Ideal and Normal are orthodontic fiction. These are words that defy description akin to explaining the taste the water. However, they are at the core of the modern orthodontic construct that governs how and why you should do orthodontics. It is this very mindset that precludes many orthodontists from offering consumers (patients in their mind) what they would term substandard treatment or in other words some limited intervention for any other reason than medical health. You can’t get to ideal if you only straighten the front six teeth and ideal keeps non-orthodontists from taking too large a slice of the orthodontic market.

Have you ever wondered about what the implications of the AAO Committee on MNOC recommendations might be? I would argue that by perpetuating the medicalized model of orthodontics, the specialty will give public and private third-party payers a greater justification for rationing orthodontic benefits to their subscribers and in the process, create larger barriers to access to care.  It will also give third-party payers license to require post treatment documentation that will be measured against ideal and potentially determine how the orthodontist is remunerated in the future. “Orthodontic insurance” is a misnomer and from the beginning has been a slippery slope. For years orthodontists encouraged each other not to participate in what used to be called prepaid plans and later to take direct reimbursement.  Today, only a minority of practices operate in the old model.  Orthodontic insurance has become a necessity for orthodontists to make a living and a necessity for the consumer to be able to afford the over-priced fees that most orthodontists charge.  Now I am not arguing that anyone should charge less than the free market will bear.  I am merely saying that if anything changes in the orthodontic insurance industry, it could have a profound effect on price.

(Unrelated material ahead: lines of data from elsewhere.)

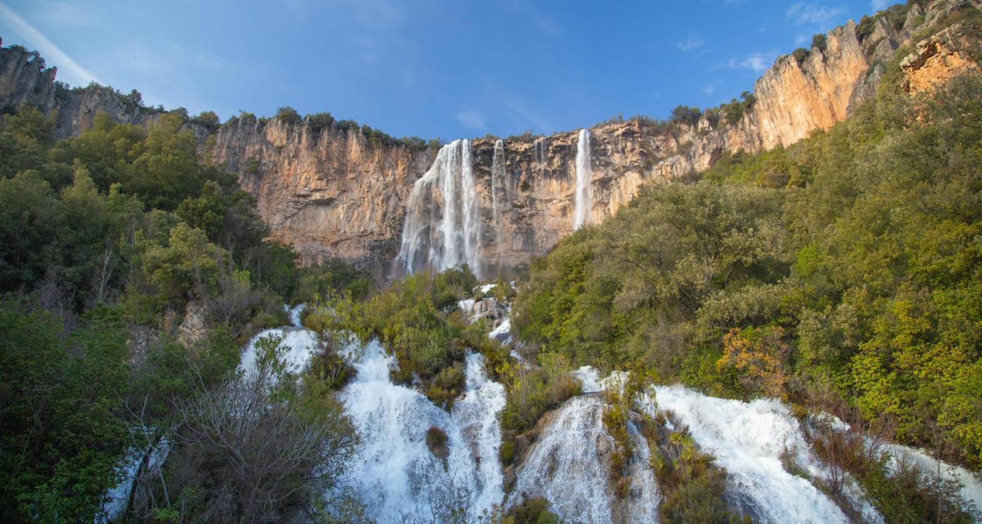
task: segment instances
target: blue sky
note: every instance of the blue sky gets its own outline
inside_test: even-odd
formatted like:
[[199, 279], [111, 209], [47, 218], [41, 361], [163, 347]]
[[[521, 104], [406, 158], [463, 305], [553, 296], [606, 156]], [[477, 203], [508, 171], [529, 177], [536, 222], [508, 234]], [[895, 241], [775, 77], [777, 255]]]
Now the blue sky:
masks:
[[0, 0], [3, 44], [149, 105], [330, 111], [453, 139], [665, 118], [885, 0]]

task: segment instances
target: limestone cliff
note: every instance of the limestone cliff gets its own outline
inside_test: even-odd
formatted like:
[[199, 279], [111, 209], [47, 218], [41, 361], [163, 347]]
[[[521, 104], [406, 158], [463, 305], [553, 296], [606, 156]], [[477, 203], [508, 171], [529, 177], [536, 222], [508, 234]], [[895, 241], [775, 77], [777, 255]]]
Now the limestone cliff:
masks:
[[379, 270], [396, 255], [405, 201], [435, 153], [373, 144], [357, 130], [250, 117], [222, 127], [209, 151], [239, 174], [273, 236], [302, 263], [339, 256]]
[[[972, 9], [978, 2], [930, 0], [836, 27], [824, 45], [779, 57], [734, 122], [634, 119], [591, 128], [592, 220], [611, 216], [642, 184], [682, 179], [727, 152], [790, 145], [828, 129], [876, 94], [898, 49], [909, 53], [901, 62], [909, 91], [977, 68], [966, 49], [979, 35], [939, 24]], [[68, 89], [54, 79], [55, 71], [40, 67], [36, 56], [0, 49], [0, 105], [57, 110], [59, 137], [81, 132], [99, 111], [140, 125], [157, 118], [113, 89]], [[380, 273], [400, 251], [413, 183], [437, 157], [435, 147], [379, 140], [337, 123], [243, 116], [214, 132], [191, 121], [188, 127], [201, 140], [202, 158], [239, 175], [273, 236], [293, 244], [303, 263], [339, 256]], [[526, 262], [573, 232], [577, 131], [504, 140], [495, 174], [495, 140], [469, 145], [481, 269], [490, 274]], [[437, 224], [441, 217], [433, 215]]]

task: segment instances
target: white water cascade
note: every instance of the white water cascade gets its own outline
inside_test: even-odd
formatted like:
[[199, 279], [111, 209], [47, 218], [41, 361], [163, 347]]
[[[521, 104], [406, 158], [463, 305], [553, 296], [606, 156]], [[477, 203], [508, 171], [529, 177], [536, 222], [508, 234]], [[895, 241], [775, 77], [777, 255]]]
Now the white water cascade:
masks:
[[647, 465], [647, 445], [633, 425], [628, 428], [634, 445], [630, 495], [623, 507], [616, 501], [605, 460], [615, 442], [604, 428], [603, 409], [600, 395], [587, 394], [547, 415], [553, 419], [518, 467], [513, 502], [522, 496], [543, 498], [569, 522], [657, 521], [658, 486]]
[[[658, 386], [654, 392], [658, 406], [675, 413], [699, 448], [726, 468], [728, 489], [764, 521], [849, 522], [828, 496], [782, 465], [782, 453], [791, 453], [810, 476], [828, 474], [786, 405], [774, 399], [716, 398], [678, 385]], [[847, 486], [845, 494], [863, 522], [883, 522], [855, 485]]]
[[573, 215], [573, 229], [578, 230], [590, 222], [593, 207], [593, 191], [590, 180], [593, 171], [590, 167], [590, 131], [580, 130], [576, 141], [576, 193], [575, 207]]
[[491, 213], [494, 218], [495, 244], [498, 246], [498, 264], [501, 264], [504, 239], [501, 237], [501, 223], [499, 222], [498, 193], [503, 192], [502, 184], [506, 183], [508, 175], [505, 172], [505, 141], [499, 138], [494, 143], [494, 157], [491, 161]]
[[[497, 419], [504, 388], [485, 377], [480, 355], [470, 355], [465, 393], [447, 413], [422, 393], [393, 384], [394, 365], [378, 342], [370, 343], [355, 382], [341, 395], [363, 440], [352, 464], [356, 492], [378, 522], [439, 521], [452, 501], [469, 492], [468, 520], [476, 520], [504, 497]], [[433, 426], [448, 437], [446, 462], [426, 445]]]
[[397, 266], [412, 273], [466, 263], [480, 276], [480, 244], [471, 142], [454, 140], [412, 185]]
[[498, 187], [504, 183], [505, 141], [499, 138], [494, 143], [494, 157], [491, 160], [491, 213], [495, 229], [498, 229]]

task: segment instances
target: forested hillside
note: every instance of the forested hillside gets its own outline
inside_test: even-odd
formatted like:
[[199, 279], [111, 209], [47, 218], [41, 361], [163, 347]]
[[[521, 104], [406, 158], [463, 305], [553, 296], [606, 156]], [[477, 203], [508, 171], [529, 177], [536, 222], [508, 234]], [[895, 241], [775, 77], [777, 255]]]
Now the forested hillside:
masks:
[[828, 132], [647, 187], [531, 266], [518, 335], [979, 467], [980, 101], [976, 74], [885, 89]]
[[[242, 393], [246, 383], [232, 373], [241, 348], [256, 331], [285, 323], [285, 302], [349, 285], [357, 296], [370, 287], [339, 264], [300, 274], [296, 253], [264, 240], [267, 229], [235, 177], [200, 161], [183, 122], [165, 114], [144, 129], [102, 114], [80, 136], [53, 141], [54, 116], [21, 106], [2, 117], [4, 521], [91, 522], [121, 479], [128, 448], [156, 447], [164, 435], [180, 440], [176, 424], [191, 431], [206, 424], [209, 399], [232, 401], [206, 392]], [[330, 395], [315, 395], [283, 396], [282, 412], [254, 421], [259, 442], [240, 451], [289, 446], [290, 435], [276, 441], [265, 425], [302, 428], [313, 417], [351, 437], [336, 443], [344, 456], [354, 430]], [[183, 444], [169, 458], [180, 472], [173, 491], [162, 487], [152, 505], [162, 520], [268, 512], [281, 501], [246, 498], [271, 479], [323, 489], [312, 476], [317, 460], [270, 478], [213, 478], [231, 467], [222, 459], [228, 449]], [[266, 495], [296, 502], [309, 494], [295, 487]]]

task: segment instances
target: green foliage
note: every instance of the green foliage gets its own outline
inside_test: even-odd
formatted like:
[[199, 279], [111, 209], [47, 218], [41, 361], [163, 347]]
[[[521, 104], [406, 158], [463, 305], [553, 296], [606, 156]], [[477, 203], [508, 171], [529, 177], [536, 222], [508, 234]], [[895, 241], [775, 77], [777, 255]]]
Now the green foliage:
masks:
[[204, 126], [211, 131], [217, 130], [222, 125], [221, 120], [219, 120], [218, 115], [214, 111], [202, 111], [191, 119], [191, 122]]
[[296, 109], [290, 106], [283, 106], [276, 110], [276, 120], [284, 124], [300, 124], [300, 115]]
[[695, 126], [699, 123], [699, 119], [702, 117], [702, 111], [697, 107], [688, 106], [676, 106], [672, 110], [672, 116], [670, 120], [677, 124], [684, 124], [686, 126]]
[[[804, 60], [803, 58], [801, 60]], [[719, 112], [727, 119], [727, 124], [734, 126], [743, 118], [743, 114], [753, 108], [753, 104], [756, 103], [757, 98], [753, 93], [749, 91], [743, 91], [739, 95], [739, 100], [734, 98], [730, 100], [730, 103], [722, 104], [720, 106]], [[706, 110], [709, 112], [710, 110]]]
[[549, 510], [545, 498], [522, 498], [514, 504], [500, 520], [499, 524], [559, 524], [559, 517]]
[[[666, 417], [645, 416], [638, 421], [648, 443], [648, 460], [655, 470], [663, 500], [658, 507], [663, 522], [739, 523], [731, 513], [722, 495], [727, 472], [714, 463], [712, 455], [701, 452], [684, 427], [670, 432]], [[746, 519], [748, 522], [749, 520]]]
[[116, 415], [128, 379], [118, 309], [73, 327], [36, 305], [0, 304], [0, 514], [91, 521], [129, 441]]
[[[347, 330], [364, 342], [378, 339], [399, 363], [394, 381], [419, 381], [420, 390], [431, 400], [450, 409], [464, 391], [464, 358], [468, 350], [484, 354], [489, 369], [504, 360], [505, 349], [489, 340], [479, 325], [467, 324], [457, 310], [457, 302], [470, 296], [477, 285], [466, 266], [407, 277], [364, 300], [354, 299], [350, 289], [343, 295], [337, 291], [336, 283], [347, 278], [344, 274], [357, 273], [337, 263], [334, 267], [343, 271], [321, 274], [323, 282], [334, 283], [328, 285], [334, 290], [323, 297], [312, 291], [306, 325], [323, 332]], [[334, 280], [338, 275], [341, 278]], [[301, 291], [301, 296], [306, 292], [311, 291]]]
[[811, 37], [811, 48], [818, 49], [821, 52], [825, 52], [825, 47], [828, 45], [828, 37], [824, 32], [820, 32]]
[[798, 47], [797, 49], [791, 51], [791, 57], [795, 62], [797, 62], [797, 65], [800, 66], [801, 64], [804, 64], [805, 60], [808, 59], [808, 53], [809, 51], [804, 47]]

With no valid corroboration of medical orthodontics as well as no consensus on what constitutes an orthodontic condition, what determines orthodontic need, what orthodontic treatment is required, and what orthodontic outcome is acceptable it is not inconceivable that there will be shift in thinking, particularly by private insurers on what kind and by whom orthodontics should be rendered. Let’s face it, orthodontics is a commodity and the price of commodities are market-driven.

In sum, I think that the traditional mentality regarding MNOC is a real danger to orthodontics’ bright future.  I would be really careful for what you wish for, especially if those wishes could have unintended consequences.

 

3 thoughts on “Medically Necessary Orthodontic Treatment: A Serious Handicap to Orthodontics’ Bright Future

  1. Questions for AAO
    1-define “medically necessary “?
    2-why would an 8 mm. OJ not be medically necessary to correct and a 9mm. would be ie. What substantiating data sets were used to come to these conclusion or was “anecdata” the foundation?
    3 -why not base the quantification on “dentally necessary “?
    The AAO has opened a real “Pandoras Box “that would ,for the sake of our profession and patients,be better left closed . Take a look how such characterizations were used to poorly fund tmnt. in the UK ,NHS !

    1. Andrew:
      I couldn’t agree more. What stimulated me to write this blog was that 2 weeks ago I was told by my insurance coordinator that two private insurer plans were now requiring Medicaid handicapping labiolingual index forms in order for their subscribers to get their orthodontic benefits. I have not seen this before but think it will be coming fast and furious in the states.
      The perfect storm is maintaining high fees, selling orthodontic need based on medical necessity, and encouraging insurers public/private to adopt strictly defined guidelines for approving treatment.
      How do you guard your practice against the fallout? Lower fees, make payment plans that are serviceable by the consumer with extended financing, and don’t make insurance an impediment to the consumer’s starting treatment!

  2. I agree with you, Ben. This is a deceptive situation and I believe deserves a closer look by the AAO before they legislate something “for us” that could create long term affects “to us”!